I've been thinking about local for a few years now, and I'm increasingly obsessed with the kind of ranking intelligence that can be derived from the physical map of cities. Most of the features of cities - streets, buildings, transit systems - are not there by accident. Rather, they are the accrued choices of generations of human beings, a physical record of millions of discrete building and buying and selling decisions, made over decades or centuries.
In truth, every brick is a survey.
Here's a very simple example: What's the most expensive and valuable part of Vancouver? How about the part with the tallest buildings?

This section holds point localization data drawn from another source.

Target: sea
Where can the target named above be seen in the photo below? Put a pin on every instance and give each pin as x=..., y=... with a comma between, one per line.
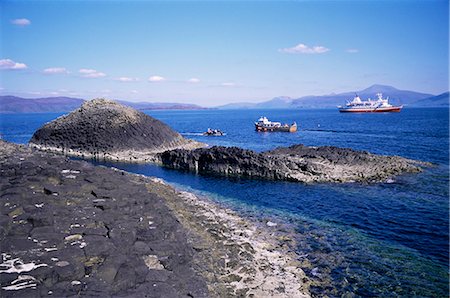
x=387, y=239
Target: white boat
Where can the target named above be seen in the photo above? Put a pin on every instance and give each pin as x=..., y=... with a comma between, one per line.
x=380, y=105
x=264, y=124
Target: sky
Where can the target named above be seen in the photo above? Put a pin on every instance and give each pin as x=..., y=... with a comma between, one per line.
x=217, y=52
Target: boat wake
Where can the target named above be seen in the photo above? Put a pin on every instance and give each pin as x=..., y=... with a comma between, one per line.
x=192, y=133
x=202, y=134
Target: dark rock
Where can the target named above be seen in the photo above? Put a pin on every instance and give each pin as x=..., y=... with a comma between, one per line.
x=87, y=245
x=295, y=163
x=101, y=126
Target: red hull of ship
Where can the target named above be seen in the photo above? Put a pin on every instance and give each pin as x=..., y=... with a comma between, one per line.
x=381, y=110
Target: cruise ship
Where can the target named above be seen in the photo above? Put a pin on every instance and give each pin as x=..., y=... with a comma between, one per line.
x=379, y=105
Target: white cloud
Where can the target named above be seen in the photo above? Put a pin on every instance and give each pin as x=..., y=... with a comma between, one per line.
x=11, y=65
x=21, y=22
x=304, y=49
x=228, y=84
x=194, y=80
x=55, y=70
x=127, y=79
x=91, y=73
x=156, y=79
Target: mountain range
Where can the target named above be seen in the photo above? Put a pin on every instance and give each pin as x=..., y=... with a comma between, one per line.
x=396, y=96
x=14, y=104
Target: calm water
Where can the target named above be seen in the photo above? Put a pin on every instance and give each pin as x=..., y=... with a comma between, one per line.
x=386, y=240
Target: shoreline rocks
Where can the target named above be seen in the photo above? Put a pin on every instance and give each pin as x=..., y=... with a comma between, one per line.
x=69, y=228
x=104, y=129
x=295, y=163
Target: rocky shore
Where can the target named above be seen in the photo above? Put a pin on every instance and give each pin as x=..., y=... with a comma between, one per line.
x=296, y=163
x=104, y=129
x=69, y=228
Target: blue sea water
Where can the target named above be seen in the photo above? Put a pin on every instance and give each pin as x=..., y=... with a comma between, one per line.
x=378, y=240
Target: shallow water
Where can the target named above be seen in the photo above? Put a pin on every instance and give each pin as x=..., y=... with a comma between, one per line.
x=372, y=240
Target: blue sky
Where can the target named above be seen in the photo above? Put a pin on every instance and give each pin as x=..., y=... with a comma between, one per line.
x=213, y=52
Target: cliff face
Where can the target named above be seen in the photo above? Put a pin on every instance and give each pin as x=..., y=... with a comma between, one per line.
x=296, y=163
x=104, y=128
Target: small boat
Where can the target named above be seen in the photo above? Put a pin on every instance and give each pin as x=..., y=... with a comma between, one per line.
x=380, y=105
x=263, y=124
x=213, y=132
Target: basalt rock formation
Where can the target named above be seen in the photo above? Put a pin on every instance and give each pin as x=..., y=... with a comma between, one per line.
x=102, y=128
x=296, y=163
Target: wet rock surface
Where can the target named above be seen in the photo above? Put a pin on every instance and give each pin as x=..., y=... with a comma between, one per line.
x=296, y=163
x=104, y=129
x=71, y=229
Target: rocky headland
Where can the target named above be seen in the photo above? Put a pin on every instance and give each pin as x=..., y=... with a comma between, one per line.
x=104, y=129
x=71, y=229
x=295, y=163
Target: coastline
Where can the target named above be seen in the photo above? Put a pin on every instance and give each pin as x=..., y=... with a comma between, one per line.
x=83, y=229
x=127, y=156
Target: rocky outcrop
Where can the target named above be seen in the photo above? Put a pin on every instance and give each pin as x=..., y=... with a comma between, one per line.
x=104, y=129
x=296, y=163
x=71, y=229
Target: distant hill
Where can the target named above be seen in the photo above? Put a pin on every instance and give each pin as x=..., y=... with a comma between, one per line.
x=396, y=96
x=441, y=100
x=14, y=104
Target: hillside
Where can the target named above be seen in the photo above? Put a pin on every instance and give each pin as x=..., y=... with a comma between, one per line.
x=102, y=128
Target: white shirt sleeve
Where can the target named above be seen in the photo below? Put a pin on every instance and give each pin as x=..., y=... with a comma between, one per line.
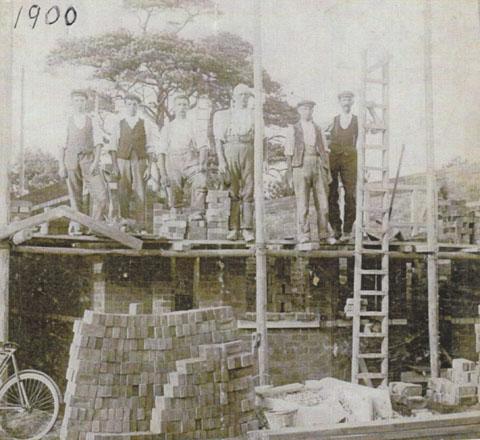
x=289, y=141
x=219, y=126
x=153, y=136
x=97, y=131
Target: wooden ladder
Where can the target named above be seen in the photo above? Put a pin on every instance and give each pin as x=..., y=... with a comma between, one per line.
x=371, y=271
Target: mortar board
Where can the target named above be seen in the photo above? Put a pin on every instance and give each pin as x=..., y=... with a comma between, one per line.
x=306, y=103
x=79, y=92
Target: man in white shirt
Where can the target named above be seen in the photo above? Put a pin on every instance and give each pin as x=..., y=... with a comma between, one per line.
x=233, y=131
x=183, y=160
x=134, y=140
x=308, y=167
x=343, y=135
x=80, y=160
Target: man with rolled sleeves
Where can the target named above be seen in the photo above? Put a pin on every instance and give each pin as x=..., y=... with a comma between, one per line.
x=183, y=160
x=234, y=133
x=307, y=162
x=343, y=135
x=134, y=140
x=80, y=160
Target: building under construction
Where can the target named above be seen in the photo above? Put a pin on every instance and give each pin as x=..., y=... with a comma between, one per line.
x=181, y=333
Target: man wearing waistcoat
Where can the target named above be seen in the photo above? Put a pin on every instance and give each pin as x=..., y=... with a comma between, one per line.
x=133, y=143
x=80, y=160
x=183, y=160
x=233, y=131
x=343, y=134
x=307, y=162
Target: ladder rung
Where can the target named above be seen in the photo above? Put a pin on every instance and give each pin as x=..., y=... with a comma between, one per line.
x=375, y=147
x=370, y=313
x=371, y=356
x=371, y=376
x=375, y=210
x=372, y=293
x=372, y=335
x=375, y=81
x=373, y=272
x=372, y=126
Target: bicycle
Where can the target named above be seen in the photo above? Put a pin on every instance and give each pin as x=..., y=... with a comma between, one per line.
x=29, y=399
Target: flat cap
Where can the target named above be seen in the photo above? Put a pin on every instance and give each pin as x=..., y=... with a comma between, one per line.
x=346, y=93
x=306, y=103
x=132, y=97
x=242, y=89
x=79, y=92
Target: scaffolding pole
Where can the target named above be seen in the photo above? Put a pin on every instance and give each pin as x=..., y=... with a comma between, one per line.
x=260, y=248
x=432, y=245
x=6, y=55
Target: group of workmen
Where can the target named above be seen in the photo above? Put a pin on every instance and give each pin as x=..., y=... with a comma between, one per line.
x=316, y=161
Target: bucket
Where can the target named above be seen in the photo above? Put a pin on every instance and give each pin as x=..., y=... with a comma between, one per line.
x=279, y=419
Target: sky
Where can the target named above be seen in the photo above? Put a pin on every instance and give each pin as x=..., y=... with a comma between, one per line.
x=312, y=47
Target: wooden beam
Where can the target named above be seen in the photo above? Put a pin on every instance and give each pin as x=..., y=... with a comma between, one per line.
x=6, y=85
x=102, y=229
x=260, y=248
x=9, y=230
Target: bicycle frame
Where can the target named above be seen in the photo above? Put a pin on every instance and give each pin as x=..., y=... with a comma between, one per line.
x=9, y=354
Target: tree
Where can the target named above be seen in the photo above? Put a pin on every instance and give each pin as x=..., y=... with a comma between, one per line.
x=41, y=170
x=158, y=65
x=187, y=10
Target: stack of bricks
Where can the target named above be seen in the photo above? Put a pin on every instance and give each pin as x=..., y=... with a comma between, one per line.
x=120, y=363
x=218, y=212
x=458, y=386
x=208, y=397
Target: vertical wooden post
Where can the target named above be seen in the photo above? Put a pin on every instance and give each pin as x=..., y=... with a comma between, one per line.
x=6, y=54
x=432, y=259
x=261, y=256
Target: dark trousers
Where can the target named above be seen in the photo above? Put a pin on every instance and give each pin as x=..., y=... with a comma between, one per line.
x=343, y=165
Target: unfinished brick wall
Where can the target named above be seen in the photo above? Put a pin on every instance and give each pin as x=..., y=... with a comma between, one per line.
x=119, y=364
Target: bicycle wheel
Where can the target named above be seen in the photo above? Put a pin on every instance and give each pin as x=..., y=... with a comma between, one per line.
x=34, y=420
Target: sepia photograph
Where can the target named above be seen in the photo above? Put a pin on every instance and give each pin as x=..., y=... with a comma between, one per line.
x=239, y=219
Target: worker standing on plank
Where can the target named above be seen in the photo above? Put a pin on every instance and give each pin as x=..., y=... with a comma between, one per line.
x=183, y=160
x=343, y=135
x=308, y=168
x=134, y=141
x=234, y=132
x=80, y=160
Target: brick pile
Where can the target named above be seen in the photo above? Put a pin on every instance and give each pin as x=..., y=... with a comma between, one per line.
x=121, y=364
x=457, y=386
x=217, y=215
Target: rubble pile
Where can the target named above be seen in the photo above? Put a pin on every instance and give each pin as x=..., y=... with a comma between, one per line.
x=165, y=375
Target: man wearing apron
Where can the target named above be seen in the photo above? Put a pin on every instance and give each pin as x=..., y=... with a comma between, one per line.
x=234, y=132
x=343, y=163
x=80, y=160
x=308, y=167
x=183, y=160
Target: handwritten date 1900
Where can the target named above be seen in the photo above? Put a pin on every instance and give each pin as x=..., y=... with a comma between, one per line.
x=51, y=15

If you were told to a) choose a hotel for an urban weekend, cost no object; or b) choose a prestigious location for your multinational headquarters, you could do far worse than to point to the high point on the implicit value graph of the skyline and say, "here."
There are hundreds of other examples too lengthy to record at 6am UK time, which is when this urge to blog has struck me. Unpacking this latent ranking intelligence in physical reality is a very interesting and potentially lucrative search problem, one that I'm looking forward to working on for years to come.